Given that these lost loved ones are buried within the Tk’emlúps te Secwépemc community, and with all community members still grappling with the effects of residential school, Tk’emlúps te Secwépemc Chief and Council first reached out to their community members to make them aware of the situation, albeit that it is still developing.
Tk’emlúps te Secwépemc will continue to work with the ground penetrating radar specialist to complete the survey of the former Kamloops Indian Residential School grounds.
In undertaking this current investigation, Tk’emlúps te Secwépemc Chief and Council would like to acknowledge the preliminary work that was carried out in the early 2000’s. With access to the latest technology, the true accounting of the missing students will hopefully bring some peace and closure to those lives lost and their home communities.
Kukpi7 Rosanne Casimir stated, “We are thankful for the Pathway to Healing grant we received to undertake this important work. Given the size of the school, with up to 500 students registered and attending at any one time, we understand that this confirmed loss affects First Nations communities across British Columbia and beyond.
“We wish to ensure that our community members, as well as all home communities for the children who attended are duly informed. This is the beginning but, given the nature of this news, we felt it important to share immediately. At this time we have more questions than answers. We look forward to providing updates as they become available.”
Tk’emlúps te Secwépemc is following the necessary steps regarding these preliminary findings. This includes:
- Engaging with the coroner.
- Reaching out to the home communities who had children who attended the Kamloops Indian Residential School.

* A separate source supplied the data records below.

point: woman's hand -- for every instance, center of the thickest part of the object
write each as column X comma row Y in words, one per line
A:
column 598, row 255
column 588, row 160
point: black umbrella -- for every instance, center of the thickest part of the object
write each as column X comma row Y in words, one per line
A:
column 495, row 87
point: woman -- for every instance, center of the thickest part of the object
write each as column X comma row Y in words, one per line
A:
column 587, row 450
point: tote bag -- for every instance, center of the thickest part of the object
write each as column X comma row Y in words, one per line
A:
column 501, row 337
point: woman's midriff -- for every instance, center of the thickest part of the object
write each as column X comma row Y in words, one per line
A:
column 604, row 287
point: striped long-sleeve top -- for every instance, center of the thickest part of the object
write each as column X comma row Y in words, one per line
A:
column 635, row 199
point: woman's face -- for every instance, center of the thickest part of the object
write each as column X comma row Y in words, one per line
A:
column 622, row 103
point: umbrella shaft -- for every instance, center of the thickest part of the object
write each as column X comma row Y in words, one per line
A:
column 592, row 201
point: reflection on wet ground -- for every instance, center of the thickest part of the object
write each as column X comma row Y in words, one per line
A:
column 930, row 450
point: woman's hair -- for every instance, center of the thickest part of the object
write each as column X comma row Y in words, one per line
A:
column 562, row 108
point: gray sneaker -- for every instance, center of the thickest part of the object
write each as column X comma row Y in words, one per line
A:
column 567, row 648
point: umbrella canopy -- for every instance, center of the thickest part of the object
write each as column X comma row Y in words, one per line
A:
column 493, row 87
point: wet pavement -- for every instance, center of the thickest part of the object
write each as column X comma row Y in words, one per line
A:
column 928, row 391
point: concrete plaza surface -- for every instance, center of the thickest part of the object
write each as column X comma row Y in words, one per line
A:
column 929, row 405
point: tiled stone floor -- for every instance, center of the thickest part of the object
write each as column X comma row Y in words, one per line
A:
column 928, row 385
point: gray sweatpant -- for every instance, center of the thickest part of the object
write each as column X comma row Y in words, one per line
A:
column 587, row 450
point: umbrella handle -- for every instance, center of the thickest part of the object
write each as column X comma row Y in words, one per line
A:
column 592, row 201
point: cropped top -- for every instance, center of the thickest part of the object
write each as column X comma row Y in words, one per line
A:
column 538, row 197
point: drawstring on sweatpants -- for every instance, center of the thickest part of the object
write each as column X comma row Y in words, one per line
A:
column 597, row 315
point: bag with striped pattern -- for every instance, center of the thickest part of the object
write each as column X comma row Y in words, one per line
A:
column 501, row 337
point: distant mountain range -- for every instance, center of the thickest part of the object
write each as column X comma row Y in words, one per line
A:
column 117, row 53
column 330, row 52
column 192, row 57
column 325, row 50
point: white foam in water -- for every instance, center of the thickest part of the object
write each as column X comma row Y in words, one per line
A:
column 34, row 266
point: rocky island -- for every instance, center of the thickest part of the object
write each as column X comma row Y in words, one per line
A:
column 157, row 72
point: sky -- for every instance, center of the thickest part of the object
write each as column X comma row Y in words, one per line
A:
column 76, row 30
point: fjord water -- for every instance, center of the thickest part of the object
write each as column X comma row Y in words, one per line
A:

- Taking measures to ensure that the locations of the remains are protected.
- The Secwépemc Museum Archivist is working with the Royal British Columbia Museum, amongst others, to seek out any existing records of these deaths.
Please note that the Heritage Park is closed to the public and no one will be permitted on site for the duration of this sensitive work.

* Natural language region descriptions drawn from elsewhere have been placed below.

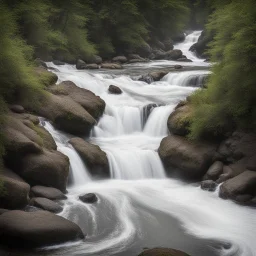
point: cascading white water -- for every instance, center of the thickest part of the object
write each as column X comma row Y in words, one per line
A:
column 140, row 207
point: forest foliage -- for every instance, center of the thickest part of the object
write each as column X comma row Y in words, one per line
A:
column 229, row 101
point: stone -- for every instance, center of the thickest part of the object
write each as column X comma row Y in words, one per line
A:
column 46, row 204
column 89, row 198
column 184, row 158
column 92, row 155
column 114, row 89
column 209, row 185
column 36, row 229
column 162, row 252
column 47, row 192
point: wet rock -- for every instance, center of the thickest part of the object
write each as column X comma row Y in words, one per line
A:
column 162, row 252
column 184, row 60
column 241, row 185
column 179, row 121
column 46, row 204
column 215, row 170
column 173, row 55
column 17, row 109
column 47, row 192
column 178, row 67
column 92, row 155
column 120, row 59
column 111, row 66
column 36, row 229
column 80, row 64
column 16, row 191
column 209, row 185
column 49, row 168
column 66, row 114
column 184, row 158
column 3, row 211
column 93, row 104
column 58, row 63
column 89, row 198
column 114, row 89
column 92, row 66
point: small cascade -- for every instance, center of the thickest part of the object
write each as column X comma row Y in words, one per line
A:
column 189, row 78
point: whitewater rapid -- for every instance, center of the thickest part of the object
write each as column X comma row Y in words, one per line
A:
column 139, row 206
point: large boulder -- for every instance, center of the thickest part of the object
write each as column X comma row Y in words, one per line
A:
column 114, row 89
column 120, row 59
column 214, row 172
column 50, row 168
column 80, row 64
column 179, row 121
column 184, row 158
column 92, row 155
column 111, row 66
column 173, row 54
column 66, row 114
column 36, row 229
column 88, row 100
column 46, row 204
column 241, row 188
column 47, row 192
column 16, row 191
column 162, row 252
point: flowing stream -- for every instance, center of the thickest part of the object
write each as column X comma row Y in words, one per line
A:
column 139, row 206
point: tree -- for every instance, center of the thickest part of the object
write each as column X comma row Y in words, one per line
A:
column 229, row 101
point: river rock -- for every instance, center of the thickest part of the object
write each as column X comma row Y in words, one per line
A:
column 184, row 158
column 92, row 155
column 173, row 54
column 3, row 211
column 17, row 109
column 80, row 64
column 46, row 204
column 114, row 89
column 16, row 191
column 58, row 62
column 93, row 104
column 121, row 59
column 111, row 66
column 215, row 170
column 179, row 120
column 50, row 168
column 209, row 185
column 47, row 192
column 162, row 252
column 243, row 184
column 66, row 114
column 89, row 198
column 36, row 229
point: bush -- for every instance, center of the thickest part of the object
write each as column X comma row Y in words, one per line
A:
column 229, row 101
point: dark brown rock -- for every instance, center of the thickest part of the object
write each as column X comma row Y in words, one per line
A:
column 49, row 168
column 46, row 204
column 162, row 252
column 88, row 100
column 215, row 170
column 47, row 192
column 114, row 89
column 92, row 155
column 192, row 159
column 243, row 184
column 36, row 229
column 89, row 198
column 209, row 185
column 16, row 191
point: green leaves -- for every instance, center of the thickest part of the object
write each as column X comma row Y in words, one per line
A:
column 231, row 92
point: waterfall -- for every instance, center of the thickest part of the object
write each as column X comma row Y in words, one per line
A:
column 139, row 206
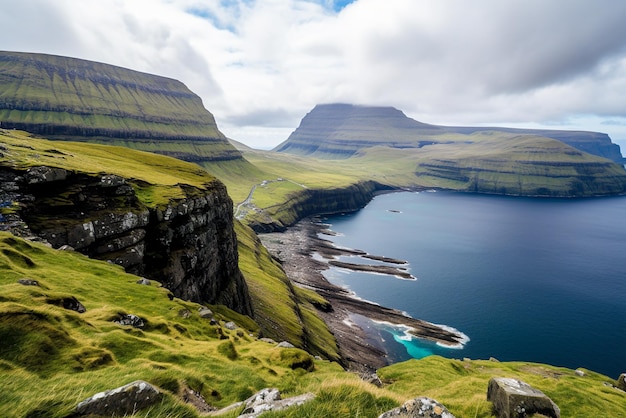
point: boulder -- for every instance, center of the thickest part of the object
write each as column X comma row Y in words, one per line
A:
column 513, row 398
column 230, row 325
column 122, row 401
column 43, row 174
column 28, row 282
column 420, row 407
column 132, row 320
column 73, row 304
column 621, row 382
column 270, row 400
column 205, row 312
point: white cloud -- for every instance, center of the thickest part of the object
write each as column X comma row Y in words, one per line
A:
column 259, row 66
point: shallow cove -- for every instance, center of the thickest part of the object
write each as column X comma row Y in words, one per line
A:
column 540, row 280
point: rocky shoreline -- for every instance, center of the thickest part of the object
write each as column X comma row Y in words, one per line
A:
column 295, row 249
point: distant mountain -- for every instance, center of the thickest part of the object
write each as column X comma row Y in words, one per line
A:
column 520, row 162
column 72, row 99
column 341, row 130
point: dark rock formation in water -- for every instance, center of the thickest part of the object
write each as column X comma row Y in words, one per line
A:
column 72, row 99
column 189, row 245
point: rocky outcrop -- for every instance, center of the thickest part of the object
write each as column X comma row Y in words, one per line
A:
column 265, row 400
column 307, row 202
column 513, row 398
column 122, row 401
column 419, row 408
column 621, row 382
column 72, row 99
column 189, row 245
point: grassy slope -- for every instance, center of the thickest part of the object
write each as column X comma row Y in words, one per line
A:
column 156, row 178
column 69, row 356
column 492, row 162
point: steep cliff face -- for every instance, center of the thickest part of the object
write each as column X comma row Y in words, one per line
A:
column 157, row 217
column 309, row 202
column 73, row 99
column 340, row 130
column 188, row 245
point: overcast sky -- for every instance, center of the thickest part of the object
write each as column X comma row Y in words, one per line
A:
column 261, row 65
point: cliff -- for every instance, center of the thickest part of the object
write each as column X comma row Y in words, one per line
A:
column 72, row 99
column 383, row 145
column 314, row 201
column 136, row 214
column 341, row 130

Tk’emlúps te Secwépemc expect to complete preliminary findings by mid- June and will be providing updates as they become available.
The City of Kamloops issued the following statement today, May 28, 2021.
The City of Kamloops sends its deepest sympathies to the Tk’emlúps te Secwépemc (TteS) and surrounding communities.
“This is tragic and absolutely devastating,” says Mayor Ken Christian. “We cannot begin to imagine the pain this discovery has caused, but we share your sorrow.”
The dark history of residential schools can never be forgotten. As a community, we must stand together to acknowledge this terrible past and the trauma it effected then and now. It is our responsibility to recognize the truths of this past and support reconciliation efforts.
We hope these young souls can finally rest in peace, though they will never be forgotten.
As always, the City of Kamloops stands with our friends and neighbours at TteS and offers our support.
This is a statement today from the Thompson-Nicola Regional District:
The Thompson-Nicola Regional District would like to express its sincere condolences to the Tk’emlúps te Secwépemc First Nation and those impacted by the recent discovery. We are devastated and deeply saddened by this news and want to offer our support and deepest sympathies to the community.
We acknowledge the shameful truths about residential schools and understand the importance of recognizing this history to foster greater truth and reconciliation in the future.